In a way, I remembered what happened. The bites, the lunges at Olivia, how I fought back. But the memory of everything felt hazy.
All that mattered to me was that nothing touched her.
Seven years ago, I swore nothing would touch her again. I broke that once. I wouldn’t again.
When I shifted back, my heart was still pounding furiously. I almost expected it to stop.
“Caleb?” Olivia's voice broke on my name — thin with fear, heavy with relief.
I looked at her. Just being this near her, made the energy surge back through my muscles. I took a step forward. I stumbled.
Olivia rushed toward me and draped her parka over my shoulders.
Her skin brushed across mine. I wanted to pull her in, embrace her, make sure she was real — alive.
I took a deep breath and forced the urge down.
In the distance, I could hear the Voss pack's wolves vanishing into the tree line. They were gone, but I knew that didn’t mean safety.
I walked in the direction of Olivia’s car.
“We need to go.”
It was past midnight when we finally returned to Ashwood estate.
The kitchen was empty save for Olivia and me.
Olivia’s first aid kit lay open on the table. The scent of antiseptic felt unpleasant for my heightened senses.
I looked at her. Her focus was on the bite marks on my arms. She dabbed disinfectant on them and brushed off the debris. Seven weeks of watching her work, and I had never seen her hands anything but steady.
She said nothing.
Olivia spared me questions during the ride earlier, as well. We both knew when to wait.
“This might sting a little,” her first words since the altercation.

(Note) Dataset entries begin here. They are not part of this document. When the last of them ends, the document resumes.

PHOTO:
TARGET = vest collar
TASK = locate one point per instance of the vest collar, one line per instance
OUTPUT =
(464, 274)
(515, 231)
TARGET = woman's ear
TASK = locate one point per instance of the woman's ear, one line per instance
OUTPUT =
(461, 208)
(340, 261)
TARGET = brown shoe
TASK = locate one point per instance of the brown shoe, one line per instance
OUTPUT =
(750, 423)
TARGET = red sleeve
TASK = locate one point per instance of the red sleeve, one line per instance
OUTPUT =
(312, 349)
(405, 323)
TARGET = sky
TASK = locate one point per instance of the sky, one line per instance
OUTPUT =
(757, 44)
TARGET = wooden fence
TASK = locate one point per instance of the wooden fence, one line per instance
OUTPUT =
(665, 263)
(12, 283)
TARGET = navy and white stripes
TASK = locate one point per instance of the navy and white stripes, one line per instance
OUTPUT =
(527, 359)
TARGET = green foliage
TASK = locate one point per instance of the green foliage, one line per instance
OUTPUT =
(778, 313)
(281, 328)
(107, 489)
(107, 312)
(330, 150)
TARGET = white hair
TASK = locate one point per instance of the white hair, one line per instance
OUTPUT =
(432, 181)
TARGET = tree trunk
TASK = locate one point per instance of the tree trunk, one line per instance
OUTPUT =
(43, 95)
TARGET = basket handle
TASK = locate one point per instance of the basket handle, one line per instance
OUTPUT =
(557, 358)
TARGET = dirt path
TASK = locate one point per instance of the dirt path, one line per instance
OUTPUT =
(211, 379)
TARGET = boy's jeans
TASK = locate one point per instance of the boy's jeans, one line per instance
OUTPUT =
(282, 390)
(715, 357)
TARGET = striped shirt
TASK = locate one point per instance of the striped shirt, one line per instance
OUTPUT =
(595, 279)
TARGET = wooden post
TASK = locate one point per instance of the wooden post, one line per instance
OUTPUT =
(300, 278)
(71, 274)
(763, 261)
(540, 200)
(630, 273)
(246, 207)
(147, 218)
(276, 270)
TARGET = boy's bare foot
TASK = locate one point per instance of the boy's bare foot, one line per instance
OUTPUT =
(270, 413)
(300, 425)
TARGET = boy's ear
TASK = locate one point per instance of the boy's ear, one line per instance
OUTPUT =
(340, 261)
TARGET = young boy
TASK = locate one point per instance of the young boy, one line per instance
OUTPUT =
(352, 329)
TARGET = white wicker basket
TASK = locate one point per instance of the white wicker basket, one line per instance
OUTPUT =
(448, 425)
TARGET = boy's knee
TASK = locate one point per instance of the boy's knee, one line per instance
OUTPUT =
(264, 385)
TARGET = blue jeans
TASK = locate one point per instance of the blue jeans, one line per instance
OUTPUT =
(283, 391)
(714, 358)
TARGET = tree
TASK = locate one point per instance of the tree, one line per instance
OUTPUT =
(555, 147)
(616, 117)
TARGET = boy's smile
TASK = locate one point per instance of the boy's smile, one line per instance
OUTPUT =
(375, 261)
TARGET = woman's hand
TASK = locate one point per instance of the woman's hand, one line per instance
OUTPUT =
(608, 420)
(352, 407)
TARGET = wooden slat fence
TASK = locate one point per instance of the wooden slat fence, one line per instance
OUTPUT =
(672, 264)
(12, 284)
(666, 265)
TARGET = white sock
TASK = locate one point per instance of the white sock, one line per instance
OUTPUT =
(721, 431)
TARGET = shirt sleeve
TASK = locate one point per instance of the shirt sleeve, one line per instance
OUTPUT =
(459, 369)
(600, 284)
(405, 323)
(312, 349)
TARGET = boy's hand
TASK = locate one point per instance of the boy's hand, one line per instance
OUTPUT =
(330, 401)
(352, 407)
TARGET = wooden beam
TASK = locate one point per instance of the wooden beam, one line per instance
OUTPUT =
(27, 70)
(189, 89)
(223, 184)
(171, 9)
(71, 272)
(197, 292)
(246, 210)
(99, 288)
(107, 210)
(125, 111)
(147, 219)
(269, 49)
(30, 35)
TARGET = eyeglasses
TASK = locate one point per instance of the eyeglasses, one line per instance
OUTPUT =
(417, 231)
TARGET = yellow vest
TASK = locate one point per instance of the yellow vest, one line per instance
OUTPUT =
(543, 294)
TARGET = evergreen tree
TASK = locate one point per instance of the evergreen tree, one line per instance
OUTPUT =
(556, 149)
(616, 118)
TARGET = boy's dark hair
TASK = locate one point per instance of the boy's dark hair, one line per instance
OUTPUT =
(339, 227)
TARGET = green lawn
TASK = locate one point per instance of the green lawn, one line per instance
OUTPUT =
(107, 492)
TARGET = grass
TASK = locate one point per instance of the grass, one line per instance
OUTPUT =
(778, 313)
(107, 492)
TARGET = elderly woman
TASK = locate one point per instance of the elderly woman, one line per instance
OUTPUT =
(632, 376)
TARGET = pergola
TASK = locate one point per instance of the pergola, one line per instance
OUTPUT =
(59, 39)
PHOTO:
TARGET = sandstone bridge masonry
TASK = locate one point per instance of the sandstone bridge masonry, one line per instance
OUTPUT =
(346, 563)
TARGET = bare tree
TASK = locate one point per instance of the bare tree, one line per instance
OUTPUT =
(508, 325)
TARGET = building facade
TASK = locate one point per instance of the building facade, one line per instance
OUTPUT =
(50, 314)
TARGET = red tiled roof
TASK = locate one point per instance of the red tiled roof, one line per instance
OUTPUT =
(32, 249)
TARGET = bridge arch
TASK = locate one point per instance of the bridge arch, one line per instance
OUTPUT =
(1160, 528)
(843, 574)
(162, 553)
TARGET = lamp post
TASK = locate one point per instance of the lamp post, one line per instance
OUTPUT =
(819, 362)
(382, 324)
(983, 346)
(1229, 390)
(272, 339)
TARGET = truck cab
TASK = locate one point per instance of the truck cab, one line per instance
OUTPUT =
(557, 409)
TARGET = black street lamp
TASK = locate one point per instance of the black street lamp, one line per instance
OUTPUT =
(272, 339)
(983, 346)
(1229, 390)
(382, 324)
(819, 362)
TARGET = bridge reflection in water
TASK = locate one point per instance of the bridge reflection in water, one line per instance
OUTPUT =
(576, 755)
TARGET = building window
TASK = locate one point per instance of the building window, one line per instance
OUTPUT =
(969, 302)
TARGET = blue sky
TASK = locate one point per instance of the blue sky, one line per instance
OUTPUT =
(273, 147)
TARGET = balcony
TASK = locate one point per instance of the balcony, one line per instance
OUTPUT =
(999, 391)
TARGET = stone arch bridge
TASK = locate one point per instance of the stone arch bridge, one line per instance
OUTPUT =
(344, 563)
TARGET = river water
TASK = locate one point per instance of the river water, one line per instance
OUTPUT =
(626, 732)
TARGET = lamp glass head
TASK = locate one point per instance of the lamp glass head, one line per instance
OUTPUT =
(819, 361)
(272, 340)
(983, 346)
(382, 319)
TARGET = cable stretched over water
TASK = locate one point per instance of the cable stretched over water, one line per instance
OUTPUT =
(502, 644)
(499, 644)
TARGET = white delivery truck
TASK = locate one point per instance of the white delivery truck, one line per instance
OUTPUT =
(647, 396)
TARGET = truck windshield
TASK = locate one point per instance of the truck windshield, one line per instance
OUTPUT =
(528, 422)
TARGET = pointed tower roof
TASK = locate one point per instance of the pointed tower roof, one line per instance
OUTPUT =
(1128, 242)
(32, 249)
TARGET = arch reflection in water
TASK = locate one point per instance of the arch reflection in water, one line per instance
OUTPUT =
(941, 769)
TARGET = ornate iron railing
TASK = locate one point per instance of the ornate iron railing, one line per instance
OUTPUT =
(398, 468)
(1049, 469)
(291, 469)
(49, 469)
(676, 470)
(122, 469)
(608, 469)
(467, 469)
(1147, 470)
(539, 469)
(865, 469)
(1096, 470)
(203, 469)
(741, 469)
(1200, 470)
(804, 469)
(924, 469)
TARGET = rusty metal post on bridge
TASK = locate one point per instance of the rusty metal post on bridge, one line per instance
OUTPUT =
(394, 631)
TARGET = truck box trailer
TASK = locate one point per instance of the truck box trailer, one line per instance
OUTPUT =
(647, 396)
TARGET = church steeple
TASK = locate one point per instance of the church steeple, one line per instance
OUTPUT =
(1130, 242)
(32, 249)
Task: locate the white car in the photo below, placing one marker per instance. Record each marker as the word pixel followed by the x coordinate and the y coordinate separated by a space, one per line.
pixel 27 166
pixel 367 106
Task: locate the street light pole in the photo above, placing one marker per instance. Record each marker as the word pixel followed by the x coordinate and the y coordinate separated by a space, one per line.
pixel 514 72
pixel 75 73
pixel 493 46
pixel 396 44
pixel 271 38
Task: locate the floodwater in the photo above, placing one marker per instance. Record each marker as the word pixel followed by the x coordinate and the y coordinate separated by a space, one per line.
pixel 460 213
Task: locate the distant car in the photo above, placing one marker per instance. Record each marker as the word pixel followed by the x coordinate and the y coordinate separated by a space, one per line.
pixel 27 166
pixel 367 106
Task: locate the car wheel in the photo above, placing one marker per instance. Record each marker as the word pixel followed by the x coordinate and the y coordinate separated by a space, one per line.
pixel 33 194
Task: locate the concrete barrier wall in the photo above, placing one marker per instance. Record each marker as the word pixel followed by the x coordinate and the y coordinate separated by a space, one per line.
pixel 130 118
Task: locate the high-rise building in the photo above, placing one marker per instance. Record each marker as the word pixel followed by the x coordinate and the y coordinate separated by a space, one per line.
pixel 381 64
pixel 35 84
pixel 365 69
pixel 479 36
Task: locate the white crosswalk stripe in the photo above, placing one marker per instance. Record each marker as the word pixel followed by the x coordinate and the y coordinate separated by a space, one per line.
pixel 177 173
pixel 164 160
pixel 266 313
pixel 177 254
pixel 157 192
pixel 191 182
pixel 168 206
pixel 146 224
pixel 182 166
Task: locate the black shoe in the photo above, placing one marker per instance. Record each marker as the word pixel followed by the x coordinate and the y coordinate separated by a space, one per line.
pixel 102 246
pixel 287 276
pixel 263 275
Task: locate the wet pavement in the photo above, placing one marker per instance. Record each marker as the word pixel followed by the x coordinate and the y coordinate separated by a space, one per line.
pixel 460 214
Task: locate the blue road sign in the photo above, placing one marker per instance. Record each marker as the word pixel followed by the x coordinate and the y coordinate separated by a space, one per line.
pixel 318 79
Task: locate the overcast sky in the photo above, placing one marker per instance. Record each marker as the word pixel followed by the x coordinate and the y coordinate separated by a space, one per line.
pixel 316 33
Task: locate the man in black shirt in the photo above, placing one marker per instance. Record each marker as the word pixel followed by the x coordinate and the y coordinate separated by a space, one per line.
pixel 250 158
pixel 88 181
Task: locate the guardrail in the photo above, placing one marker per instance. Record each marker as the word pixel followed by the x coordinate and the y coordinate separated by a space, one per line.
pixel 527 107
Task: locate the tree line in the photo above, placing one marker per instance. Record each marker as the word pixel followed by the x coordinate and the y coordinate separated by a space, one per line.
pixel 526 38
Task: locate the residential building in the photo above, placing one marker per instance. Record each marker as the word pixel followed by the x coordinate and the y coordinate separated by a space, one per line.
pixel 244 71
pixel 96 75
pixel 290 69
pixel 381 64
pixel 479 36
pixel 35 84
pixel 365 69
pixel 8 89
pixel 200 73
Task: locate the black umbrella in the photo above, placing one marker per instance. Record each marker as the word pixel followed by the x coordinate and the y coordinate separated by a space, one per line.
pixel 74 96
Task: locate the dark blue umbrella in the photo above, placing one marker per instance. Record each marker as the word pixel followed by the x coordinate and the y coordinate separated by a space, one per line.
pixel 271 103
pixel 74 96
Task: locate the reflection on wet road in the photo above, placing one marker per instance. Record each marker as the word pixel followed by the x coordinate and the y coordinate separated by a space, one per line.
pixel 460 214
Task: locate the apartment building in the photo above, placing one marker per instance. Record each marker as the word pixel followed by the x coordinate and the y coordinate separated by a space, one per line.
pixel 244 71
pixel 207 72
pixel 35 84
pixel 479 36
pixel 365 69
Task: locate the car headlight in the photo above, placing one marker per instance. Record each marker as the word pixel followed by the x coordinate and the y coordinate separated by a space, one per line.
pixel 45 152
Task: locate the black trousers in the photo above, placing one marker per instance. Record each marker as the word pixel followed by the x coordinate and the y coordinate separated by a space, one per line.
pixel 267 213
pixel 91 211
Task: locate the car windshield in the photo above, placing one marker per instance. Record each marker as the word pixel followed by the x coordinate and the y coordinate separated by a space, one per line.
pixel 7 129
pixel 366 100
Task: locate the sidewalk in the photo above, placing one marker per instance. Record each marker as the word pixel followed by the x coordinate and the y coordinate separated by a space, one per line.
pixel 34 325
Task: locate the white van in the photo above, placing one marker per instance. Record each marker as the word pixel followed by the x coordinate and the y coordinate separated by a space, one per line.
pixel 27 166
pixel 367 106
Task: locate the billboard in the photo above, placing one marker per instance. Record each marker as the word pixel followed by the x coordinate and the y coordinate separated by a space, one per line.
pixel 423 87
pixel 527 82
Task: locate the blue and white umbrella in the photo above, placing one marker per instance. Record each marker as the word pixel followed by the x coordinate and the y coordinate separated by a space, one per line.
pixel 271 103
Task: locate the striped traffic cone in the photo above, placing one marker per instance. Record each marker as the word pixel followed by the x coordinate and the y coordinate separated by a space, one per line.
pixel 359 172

I didn’t flinch as she pressed the iodine down deep into the crevices of the wound. I could feel the wounds themselves slowly retracting, fresh new skin covering them.
Olivia stared at me, but chose not to question it.
Instead, she held the gauze in place. She followed protocol anyway.
Once she tended to — or attempted to — most of my wounds, she finally sat across from me. The kitchen booth’s seats were only a foot or so apart. But I never felt as distant as I did now.
“Tell me,” she said. It wasn’t a question, but it wasn’t a demand either. “Tell me everything.”
Years ago, I imagined how this conversation would go. I still wasn’t prepared.
I started the only way I knew how.
“I’m not human,” I murmured. “Not the way you mean.”
Olivia answered the next part for me.
“You’re a werewolf.”
I nodded. Half heavy with guilt, half relieved she finally knew something I'd always wished she could.